Document what you learn and update your prompts, eval suite, or workflow accordingly. Production prompt failures are bugs. Treat them with the same urgency and rigor as any other production incident.

  • Deploying prompt changes to production without running evaluations
  • Evaluating output by "feel" without defined criteria for what good looks like
  • Applying a single evaluation technique (usually LLM-as-judge) to every problem regardless of fit
  • Treating LLM-as-judge output as ground truth without sampling and validating judge agreement against human labels
  • Scoring only quality while ignoring cost and latency regressions in the same change
  • Building an eval dataset from synthetic inputs alone, never from production traces
  • Letting the eval dataset go stale by never adding regression cases from real production bugs
  • No production observability: discovering a prompt is broken only when users complain
  • No regression testing when switching models or model versions
  • Treating prompts as static strings rather than versioned, testable code
  • Ignoring patterns in output failures instead of diagnosing root causes in the prompt
  • Not gating deployments on eval results the same way you gate on test results
  • Conflating ad-hoc development prompting (conversations with your coding assistant) with production prompt engineering (prompts that ship in your application)

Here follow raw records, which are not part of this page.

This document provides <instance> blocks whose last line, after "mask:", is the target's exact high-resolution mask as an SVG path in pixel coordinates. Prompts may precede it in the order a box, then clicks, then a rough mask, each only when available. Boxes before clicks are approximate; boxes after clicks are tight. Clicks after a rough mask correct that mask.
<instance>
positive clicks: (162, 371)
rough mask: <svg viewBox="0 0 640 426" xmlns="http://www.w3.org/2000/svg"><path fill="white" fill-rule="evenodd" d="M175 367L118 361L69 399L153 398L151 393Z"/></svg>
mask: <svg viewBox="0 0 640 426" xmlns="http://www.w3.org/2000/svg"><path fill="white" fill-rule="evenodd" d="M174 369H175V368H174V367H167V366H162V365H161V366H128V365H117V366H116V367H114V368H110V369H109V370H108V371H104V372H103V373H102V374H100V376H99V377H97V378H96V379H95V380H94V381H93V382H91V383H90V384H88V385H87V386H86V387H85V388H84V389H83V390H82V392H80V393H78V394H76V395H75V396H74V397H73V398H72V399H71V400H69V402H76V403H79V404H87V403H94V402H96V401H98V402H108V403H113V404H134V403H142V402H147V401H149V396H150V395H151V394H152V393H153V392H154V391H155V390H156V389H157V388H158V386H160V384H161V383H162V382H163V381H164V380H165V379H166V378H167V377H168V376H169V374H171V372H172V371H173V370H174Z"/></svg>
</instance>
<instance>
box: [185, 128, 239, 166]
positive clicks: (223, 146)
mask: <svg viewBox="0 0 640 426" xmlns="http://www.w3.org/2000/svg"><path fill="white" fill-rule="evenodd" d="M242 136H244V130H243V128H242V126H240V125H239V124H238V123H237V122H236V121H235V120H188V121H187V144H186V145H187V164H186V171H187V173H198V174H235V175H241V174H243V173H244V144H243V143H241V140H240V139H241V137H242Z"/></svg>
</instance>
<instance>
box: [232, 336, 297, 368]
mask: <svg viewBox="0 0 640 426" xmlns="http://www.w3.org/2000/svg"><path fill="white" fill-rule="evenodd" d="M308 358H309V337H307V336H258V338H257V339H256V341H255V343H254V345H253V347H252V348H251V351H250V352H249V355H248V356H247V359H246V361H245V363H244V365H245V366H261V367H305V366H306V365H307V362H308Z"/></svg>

  • Reaching for automated prompt optimization (DSPy, GEPA, etc.) before you've done error analysis; optimization can hill-climb a known metric but cannot discover new failure modes
  • Shankar et al., "Who Validates the Validators?" / EvalGen - Peer-reviewed academic study of eval criteria drift. Identifies the criteria-from-grading-not-a-priori phenomenon: users need criteria to grade outputs, but grading outputs is what helps users define criteria. Required reading for anyone building a static eval suite.
  • Eugene Yan: LLM-as-Judge Patterns and Best Practices - The canonical practitioner reference on LLM-as-judge. Covers position, length, and self-preference biases; rubric design; and judge-human agreement validation.
  • LLM-as-Judge Robustness - The limits and biases of model-graded evaluation. Required reading before building a judge-based pipeline.
  • Hamel Husain: LLM Evals - Everything You Need to Know - The 2026 comprehensive practitioner reference, consolidating the methodology Hamel teaches with Shreya Shankar in the AI Evals for Engineers and PMs course. Error-analysis-first, criteria-from-grading-not-a-priori, and the practical reasons automated optimization can only refine known failures.
  • Verbalized Sampling - Technique for generating diverse output variations for comparison.
  • Chatbot Arena - Canonical pairwise preference benchmark; useful as a methodology reference even when not running it.